New design, location proposed for Park Ridge 9/11 memorial

By Jennifer Johnson Park Ridge Sun Times

During a ceremony marking the 10th anniversary of the 9/11 terrorist attacks, Park Ridge police officers place a flag over a steel beam from the World Trade Center. File photo

During a ceremony marking the 10th anniversary of the 9/11 terrorist attacks, Park Ridge police officers place a flag over a steel beam from the World Trade Center. File photo

A new design for Park Ridge’s mothballed 9/11 memorial is under consideration after an earlier plan endorsed by the Park Ridge Art Commission languished for more than one year.

A rough sketch of the design, centered around a 200-pound steel beam from the World Trade Center, was created by volunteer and Park Ridge architect Ralph Cincinelli. Shared with the Park Ridge City Council on May 12, the design shows the beam perched on a raised platform and surrounded by a low brick perimeter wall in front of the Park Ridge Police Department’s evidence storage building at 229 Courtland Ave. At night, the piece could be illuminated by lights and there is an option for citizens to buy engraved paver bricks that would be placed around the memorial.

The council authorized City Manager Shawn Hamilton to take the new design to the city’s Appearance Commission for input and approval before any work begins.“It is a more simple, reflective design,” Hamilton said of the new plan for the memorial.

Park Ridge Fire Department Battalion Chief Tim Norton, who chaired a committee that worked to secure the World Trade Center piece from the New York and New Jersey Port Authority in 2009, said he is also happy with the latest design.

“When this whole project first started, the original committee was very hopeful that the outcome of this whole process would be a simple and respectful memorial — and I believe this design really accomplishes both of those aspects very nicely,” Norton told the Park Ridge Herald-Advocate.

The fire department received the World Trade Center artifact in 2011.

“We’ve had it for going on three years. Personally, I really wish it hadn’t taken this long,” Norton said.

The committee, which is expected to reconvene to work on the project so that it can be completed in time for a September 11, 2014 dedication, stepped back from sharing input on the memorial’s design as the City Council handed the project over to the Public Art Commission and the concept became more elaborate as architects came in to present proposals.

The design chosen by the Art Commission, created free of charge by an Evanston architectural firm, called for the memorial to be located in front of the fire station at Cumberland and Devon Avenues, with the piece encased in glass and surrounded by a wall of varying heights. At the time it was presented to the Park Ridge Art Commission in 2012, the estimated cost of the memorial topped $300,000.

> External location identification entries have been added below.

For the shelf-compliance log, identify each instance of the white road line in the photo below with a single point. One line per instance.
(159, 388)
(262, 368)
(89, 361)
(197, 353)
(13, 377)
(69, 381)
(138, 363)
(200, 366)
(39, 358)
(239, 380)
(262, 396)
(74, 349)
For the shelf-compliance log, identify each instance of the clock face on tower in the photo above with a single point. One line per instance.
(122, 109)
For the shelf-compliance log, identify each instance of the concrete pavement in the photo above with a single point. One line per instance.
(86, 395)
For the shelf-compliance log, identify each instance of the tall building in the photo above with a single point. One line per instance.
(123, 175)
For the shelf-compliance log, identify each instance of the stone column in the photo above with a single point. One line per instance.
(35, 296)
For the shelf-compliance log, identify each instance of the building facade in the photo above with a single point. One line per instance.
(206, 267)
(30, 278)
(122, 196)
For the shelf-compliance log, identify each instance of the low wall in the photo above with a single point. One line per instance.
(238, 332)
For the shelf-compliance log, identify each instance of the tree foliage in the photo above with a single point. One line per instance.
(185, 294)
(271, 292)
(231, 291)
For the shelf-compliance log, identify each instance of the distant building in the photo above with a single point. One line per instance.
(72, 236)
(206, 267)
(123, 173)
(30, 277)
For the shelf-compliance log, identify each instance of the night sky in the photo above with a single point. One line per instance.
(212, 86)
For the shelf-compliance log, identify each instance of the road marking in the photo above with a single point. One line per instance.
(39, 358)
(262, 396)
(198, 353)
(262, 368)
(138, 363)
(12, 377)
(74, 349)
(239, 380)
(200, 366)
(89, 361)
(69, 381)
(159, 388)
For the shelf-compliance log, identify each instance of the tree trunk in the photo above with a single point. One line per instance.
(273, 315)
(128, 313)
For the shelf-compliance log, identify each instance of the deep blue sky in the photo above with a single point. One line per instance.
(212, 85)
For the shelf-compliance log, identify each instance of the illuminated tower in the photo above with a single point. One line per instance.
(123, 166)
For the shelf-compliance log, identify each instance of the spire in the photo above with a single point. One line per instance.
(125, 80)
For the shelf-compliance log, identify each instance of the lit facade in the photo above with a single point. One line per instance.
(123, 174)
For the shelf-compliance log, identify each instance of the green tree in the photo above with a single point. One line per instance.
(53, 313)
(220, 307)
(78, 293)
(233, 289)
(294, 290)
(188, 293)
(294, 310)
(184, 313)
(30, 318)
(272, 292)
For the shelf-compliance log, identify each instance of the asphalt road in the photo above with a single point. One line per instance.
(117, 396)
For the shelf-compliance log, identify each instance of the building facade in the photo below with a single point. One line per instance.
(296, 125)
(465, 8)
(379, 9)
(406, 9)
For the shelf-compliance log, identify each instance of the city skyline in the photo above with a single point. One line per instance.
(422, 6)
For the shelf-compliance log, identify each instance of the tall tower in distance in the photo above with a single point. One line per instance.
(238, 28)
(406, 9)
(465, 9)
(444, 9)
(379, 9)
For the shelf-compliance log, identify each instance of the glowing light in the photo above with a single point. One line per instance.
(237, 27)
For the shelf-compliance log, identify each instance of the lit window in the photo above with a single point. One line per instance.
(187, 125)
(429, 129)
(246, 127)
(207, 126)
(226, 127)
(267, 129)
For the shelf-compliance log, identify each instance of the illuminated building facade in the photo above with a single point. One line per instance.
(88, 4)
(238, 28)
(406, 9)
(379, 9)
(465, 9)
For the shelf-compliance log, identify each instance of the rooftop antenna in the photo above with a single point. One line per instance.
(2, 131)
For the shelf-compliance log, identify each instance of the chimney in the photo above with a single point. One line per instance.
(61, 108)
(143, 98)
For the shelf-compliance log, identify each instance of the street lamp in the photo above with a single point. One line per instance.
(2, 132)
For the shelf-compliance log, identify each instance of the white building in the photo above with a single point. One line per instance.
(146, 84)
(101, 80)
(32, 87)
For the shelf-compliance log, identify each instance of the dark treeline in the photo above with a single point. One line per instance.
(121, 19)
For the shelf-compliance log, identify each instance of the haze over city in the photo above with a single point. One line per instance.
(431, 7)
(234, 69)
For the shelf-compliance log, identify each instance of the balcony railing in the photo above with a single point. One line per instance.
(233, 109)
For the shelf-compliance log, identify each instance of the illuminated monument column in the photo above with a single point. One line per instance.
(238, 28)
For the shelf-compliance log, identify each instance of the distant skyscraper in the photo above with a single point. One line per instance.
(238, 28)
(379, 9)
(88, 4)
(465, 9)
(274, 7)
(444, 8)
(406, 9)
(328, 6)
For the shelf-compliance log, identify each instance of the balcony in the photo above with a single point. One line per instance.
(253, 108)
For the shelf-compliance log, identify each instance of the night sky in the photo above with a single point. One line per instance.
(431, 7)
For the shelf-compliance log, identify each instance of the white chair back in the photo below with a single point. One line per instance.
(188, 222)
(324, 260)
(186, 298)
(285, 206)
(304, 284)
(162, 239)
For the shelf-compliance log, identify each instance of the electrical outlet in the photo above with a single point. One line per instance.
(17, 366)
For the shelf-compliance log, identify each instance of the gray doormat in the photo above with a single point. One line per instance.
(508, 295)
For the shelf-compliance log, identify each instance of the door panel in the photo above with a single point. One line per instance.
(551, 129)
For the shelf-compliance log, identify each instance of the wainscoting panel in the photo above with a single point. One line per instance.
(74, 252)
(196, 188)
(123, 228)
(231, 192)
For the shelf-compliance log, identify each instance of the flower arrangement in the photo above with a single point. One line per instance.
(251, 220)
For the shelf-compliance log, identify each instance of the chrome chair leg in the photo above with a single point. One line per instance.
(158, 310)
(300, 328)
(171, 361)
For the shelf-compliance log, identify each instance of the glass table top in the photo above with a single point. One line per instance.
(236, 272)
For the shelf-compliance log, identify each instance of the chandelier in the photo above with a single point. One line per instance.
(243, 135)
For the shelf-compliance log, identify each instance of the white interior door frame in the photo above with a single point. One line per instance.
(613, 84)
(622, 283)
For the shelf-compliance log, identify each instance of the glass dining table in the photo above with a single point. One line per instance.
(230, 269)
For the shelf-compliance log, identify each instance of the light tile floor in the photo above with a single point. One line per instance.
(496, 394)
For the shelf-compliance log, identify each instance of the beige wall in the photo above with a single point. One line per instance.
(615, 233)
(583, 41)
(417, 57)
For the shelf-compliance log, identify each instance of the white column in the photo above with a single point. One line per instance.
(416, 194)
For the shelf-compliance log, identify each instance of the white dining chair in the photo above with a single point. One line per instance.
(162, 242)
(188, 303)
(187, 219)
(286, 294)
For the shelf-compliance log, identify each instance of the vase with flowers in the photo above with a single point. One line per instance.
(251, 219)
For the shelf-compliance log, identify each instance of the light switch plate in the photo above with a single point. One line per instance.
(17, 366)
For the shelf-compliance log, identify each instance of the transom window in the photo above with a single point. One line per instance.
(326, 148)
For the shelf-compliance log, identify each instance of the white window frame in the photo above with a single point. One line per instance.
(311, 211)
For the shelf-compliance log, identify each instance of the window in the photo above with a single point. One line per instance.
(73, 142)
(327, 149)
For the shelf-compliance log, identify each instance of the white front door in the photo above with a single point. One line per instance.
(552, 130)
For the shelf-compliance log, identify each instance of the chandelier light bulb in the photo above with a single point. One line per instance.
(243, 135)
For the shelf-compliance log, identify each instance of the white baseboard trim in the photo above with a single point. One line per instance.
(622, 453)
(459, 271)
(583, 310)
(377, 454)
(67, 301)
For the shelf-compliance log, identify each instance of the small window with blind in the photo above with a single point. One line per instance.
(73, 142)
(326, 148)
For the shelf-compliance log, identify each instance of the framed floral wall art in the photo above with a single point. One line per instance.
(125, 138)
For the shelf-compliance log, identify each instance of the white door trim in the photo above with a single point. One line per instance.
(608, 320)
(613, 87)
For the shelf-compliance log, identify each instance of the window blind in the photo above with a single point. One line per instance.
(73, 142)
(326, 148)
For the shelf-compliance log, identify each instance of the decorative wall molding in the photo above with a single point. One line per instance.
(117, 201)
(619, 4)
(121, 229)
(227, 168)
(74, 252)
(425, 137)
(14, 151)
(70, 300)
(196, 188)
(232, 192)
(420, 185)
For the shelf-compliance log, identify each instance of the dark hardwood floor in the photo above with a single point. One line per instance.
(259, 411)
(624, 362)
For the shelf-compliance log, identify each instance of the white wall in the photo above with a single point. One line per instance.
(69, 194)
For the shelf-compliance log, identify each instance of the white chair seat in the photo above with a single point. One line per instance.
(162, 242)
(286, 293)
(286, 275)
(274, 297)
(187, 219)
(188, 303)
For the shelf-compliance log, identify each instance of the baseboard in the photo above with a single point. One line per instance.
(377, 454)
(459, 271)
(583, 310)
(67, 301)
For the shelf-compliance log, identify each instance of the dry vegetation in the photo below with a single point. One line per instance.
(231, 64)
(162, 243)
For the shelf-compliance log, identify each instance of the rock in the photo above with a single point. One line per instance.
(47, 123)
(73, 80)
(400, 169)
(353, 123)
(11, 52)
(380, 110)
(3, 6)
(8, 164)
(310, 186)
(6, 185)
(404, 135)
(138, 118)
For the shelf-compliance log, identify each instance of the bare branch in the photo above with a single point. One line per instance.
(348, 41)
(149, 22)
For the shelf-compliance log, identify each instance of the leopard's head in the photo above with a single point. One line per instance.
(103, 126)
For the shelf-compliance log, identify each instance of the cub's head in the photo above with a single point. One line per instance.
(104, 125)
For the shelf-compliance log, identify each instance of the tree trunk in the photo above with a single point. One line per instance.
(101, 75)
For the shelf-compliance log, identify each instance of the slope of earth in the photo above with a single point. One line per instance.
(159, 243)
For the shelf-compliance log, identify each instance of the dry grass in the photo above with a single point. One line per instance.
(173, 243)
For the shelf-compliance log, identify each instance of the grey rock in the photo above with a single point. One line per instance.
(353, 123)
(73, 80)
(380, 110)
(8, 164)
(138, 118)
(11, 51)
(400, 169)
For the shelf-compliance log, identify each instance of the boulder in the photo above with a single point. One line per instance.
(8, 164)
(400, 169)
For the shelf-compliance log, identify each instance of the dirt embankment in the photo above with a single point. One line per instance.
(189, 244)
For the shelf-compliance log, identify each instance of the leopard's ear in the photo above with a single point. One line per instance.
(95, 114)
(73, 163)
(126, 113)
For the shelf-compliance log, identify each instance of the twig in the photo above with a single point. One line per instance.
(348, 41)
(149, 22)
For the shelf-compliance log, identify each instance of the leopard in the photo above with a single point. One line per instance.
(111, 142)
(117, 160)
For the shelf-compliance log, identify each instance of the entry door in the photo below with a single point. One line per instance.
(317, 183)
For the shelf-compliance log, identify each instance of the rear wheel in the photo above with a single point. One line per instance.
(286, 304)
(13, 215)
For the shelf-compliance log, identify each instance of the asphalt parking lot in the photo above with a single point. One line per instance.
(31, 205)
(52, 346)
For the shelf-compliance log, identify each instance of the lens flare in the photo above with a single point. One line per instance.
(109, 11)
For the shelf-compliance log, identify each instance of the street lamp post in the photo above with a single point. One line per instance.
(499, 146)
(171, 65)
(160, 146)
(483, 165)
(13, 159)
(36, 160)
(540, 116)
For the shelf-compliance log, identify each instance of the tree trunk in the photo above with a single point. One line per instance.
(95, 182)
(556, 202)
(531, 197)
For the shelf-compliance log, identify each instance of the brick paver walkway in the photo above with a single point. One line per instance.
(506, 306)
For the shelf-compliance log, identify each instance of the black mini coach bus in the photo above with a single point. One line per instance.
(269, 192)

“The biggest concern we heard with the last rendering was the cost,” Hamilton said.

No estimates for this latest design were shared, but Norton said it will need to be funded through donations of money, time and materials.

Hamilton said he believes there are a number of citizens eager to volunteer to get the memorial off the ground.

“We’re truly going to make this a community project through a lot of volunteer hours, though lot of volunteer sweat,” he said.

It was members of city staff who pointed to the evidence storage building or City Hall property as the best locations for the memorial, Hamilton told the council. If established on the evidence building property, the memorial would stand where there is currently a grassy area between the sidewalk and the parking lot facing Courtland.

Some Park Ridge Fire Department employees had been unhappy with the earlier location selected because of the proposed size of the memorial, lack of parking and the close proximity to two busy streets where accidents involving vehicles driving up on lawns have occurred.

Norton, as well as 2nd Ward Ald. Nicholas Milissis, who sought last year to have the memorial concept revived, both said they believe the evidence building or City Hall property are good locales for the piece. But Park Ridge resident Joan Sandrik slammed the evidence building proposal during the May 12 City Council meeting, calling the brick structure “the most unattractive building in town.” Placing a memorial there to honor people who have lost their lives, she added, “is a slap in the face.”

“Basically, it’s in the parking lot,” she said. “I just find that unacceptable. I think if you want to do it on either corner of City Hall that would be nice. Another option would be Cumberland Park.”

Milissis said putting the piece on park district property would require approval from the Park Board, which would drag out the project further.

“I personally want to see it on city land,” he said.